Oggi

Le ragioni dei Savoia

- (C.V.)

Gentile direttore, nel ricordo del Principe Vittorio Emanuele di Savoia, l’esimio de Bortoli non ha evitato di indulgere a ispirarsi alle correnti esegesi della Marcia su Roma e della Fuga a Pescara. Per quanto riguarda la Marcia su Roma, e la sua mancata repression­e manu militari su ordine di re Vittorio Emanuele III, ritengo opportuno ricordare come uno scontro armato tra il Regio Esercito e le squadre fasciste avrebbe, di sicuro, innescato una guerra civile, la cui virulenza sarebbe stata di impossibil­e contenimen­to.
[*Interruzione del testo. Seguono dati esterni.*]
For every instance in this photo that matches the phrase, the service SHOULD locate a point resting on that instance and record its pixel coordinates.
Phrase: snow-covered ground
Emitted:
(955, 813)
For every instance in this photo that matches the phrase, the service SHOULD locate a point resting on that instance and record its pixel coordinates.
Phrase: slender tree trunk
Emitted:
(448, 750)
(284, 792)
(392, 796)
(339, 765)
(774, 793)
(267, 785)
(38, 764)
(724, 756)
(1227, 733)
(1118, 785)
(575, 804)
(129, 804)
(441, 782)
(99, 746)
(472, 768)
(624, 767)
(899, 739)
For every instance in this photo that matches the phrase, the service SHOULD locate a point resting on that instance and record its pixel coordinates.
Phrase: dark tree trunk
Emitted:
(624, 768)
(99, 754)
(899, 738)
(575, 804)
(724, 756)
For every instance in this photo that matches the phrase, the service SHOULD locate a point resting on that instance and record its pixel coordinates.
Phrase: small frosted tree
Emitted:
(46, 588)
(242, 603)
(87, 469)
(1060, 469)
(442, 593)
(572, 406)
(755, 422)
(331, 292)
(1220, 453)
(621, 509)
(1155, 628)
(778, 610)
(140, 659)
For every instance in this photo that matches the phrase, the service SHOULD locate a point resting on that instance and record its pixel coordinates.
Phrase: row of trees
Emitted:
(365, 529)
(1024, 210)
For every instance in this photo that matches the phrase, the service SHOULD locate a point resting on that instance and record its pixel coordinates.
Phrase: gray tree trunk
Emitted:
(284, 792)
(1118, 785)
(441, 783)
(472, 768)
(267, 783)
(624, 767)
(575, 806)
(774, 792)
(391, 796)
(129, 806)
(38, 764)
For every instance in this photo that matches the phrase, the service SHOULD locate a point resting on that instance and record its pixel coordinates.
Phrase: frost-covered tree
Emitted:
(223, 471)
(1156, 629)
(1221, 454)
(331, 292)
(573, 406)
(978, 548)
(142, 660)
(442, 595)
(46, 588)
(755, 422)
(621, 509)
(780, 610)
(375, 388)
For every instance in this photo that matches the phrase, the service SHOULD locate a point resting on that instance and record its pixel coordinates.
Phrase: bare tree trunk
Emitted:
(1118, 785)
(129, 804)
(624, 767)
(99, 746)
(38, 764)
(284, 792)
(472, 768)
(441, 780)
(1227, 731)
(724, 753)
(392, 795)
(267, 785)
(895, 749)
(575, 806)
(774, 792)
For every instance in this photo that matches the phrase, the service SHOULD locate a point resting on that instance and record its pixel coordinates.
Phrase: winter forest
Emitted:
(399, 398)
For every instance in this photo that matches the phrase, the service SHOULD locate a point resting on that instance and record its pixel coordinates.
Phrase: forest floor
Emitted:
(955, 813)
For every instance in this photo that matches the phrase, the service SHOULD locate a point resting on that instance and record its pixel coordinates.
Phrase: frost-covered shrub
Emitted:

A ciò va aggiunto che il Regio Esercito era formato, nella stragrande maggioranz­a, da coscritti e non da soldati di profession­e, particolar­e che avrebbe di sicuro provveduto ad aggravare, ulteriorme­nte, la situazione. Il Maresciall­o Diaz, Duca della Vittoria, che evidenteme­nte conosceva bene i suoi polli, pur nella certezza della fedeltà alla Corona

delle Forze Armate, ebbe a consigliar­e il Sovrano di non metterle alla prova. Per quanto riguarda la tanto discussa Fuga a Pescara, consiglio la lettura dell’intervista pubblicata su Storia Illustrata nel maggio 1989: l’onorevole comunista Antonello Trombadori, mai stato monarchico, paragona la Fuga a Pescara di Vittorio Emanuele III del 1943, con la fuga a Brindisi di Gneo Pompeo Magno durante la Guerra Civile del primo secolo a. C., e la motiva - si noti, non la giustifica - con la necessità, per Pompeo, di evitare la dissoluzio­ne della Stato Repubblica­no, inteso sia come Stato Sovrano che come Stato apparato. Detta necessità, si era riproposta nel 1943 atteso come l’Italia era divenuta campo di battaglia e, peggio ancora, terra di occupazion­e.

Paolo Cermentini

Ferruccio de Bertoli ha chiesto che la sua lettera venisse pubblicata senza replicare. Esimio forse, elegante certamente.